Że na swych ustaw rozwianym sztandarze,
Wzniósłszy go w górę śród błękitów maja,
Podniosło wolność, co się w ślubnej parze
Z braterstwem spaja:
Dwa hasła czyste, dwie wielkie kolumny,
Na których szczęścia wzbija gmach się dumny!
Poręka ciszy, co szeptem miłości
Wrogi rozbraja
I dla zmęczonych trudem wieków kości
Przybytek wypoczynku stawia i radości...

Dzieci szermierzy, co legli w mogile,
Porosłej kwiatem dziękczynnej pamięci!
Niechaj nam w sercach wzrastającej sile
Czyn się ich święci!
Nie bądźmy nigdy, jako ci najemni,
Gnuśni heloci, niedolą nikczemni,
I nie pracujmy na wolności łanie,
Pełni niechęci,
Lecz zapatrzeni w jutrzejsze świtanie,
Zbratani, przyspieszajmy plonne żniwobranie!

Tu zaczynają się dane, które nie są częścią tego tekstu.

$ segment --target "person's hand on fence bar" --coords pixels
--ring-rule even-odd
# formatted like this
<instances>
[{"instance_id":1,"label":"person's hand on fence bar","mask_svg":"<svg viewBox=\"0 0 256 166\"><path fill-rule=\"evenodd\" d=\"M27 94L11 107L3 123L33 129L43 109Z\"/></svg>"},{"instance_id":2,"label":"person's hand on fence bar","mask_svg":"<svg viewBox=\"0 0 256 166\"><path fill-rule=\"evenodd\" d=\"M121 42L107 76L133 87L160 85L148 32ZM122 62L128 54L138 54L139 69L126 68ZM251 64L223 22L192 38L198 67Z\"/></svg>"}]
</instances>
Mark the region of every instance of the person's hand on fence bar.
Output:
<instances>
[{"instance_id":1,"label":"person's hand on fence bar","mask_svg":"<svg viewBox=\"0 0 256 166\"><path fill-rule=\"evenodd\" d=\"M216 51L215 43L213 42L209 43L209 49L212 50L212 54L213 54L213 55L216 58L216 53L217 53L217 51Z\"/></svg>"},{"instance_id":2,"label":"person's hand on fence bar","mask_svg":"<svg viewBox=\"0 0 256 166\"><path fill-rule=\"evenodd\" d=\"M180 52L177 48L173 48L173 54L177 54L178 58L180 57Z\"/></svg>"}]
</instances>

Nie rozpłakiwać nam się w jęk żałosny
I w beznadziejnym bolu nie giąć czoła,
Bo oto promień życiodajnej wiosny
Lśni się dokoła;
Bo oto śmierci zuchwała potęga,
Co do najskrytszych głębi wnętrza sięga
I niszczy bytu szlachetne zarody,
Złamana zgoła!
A nad jej grobem, cne zwiastując gody,
Różany świt majowy promienieje młody!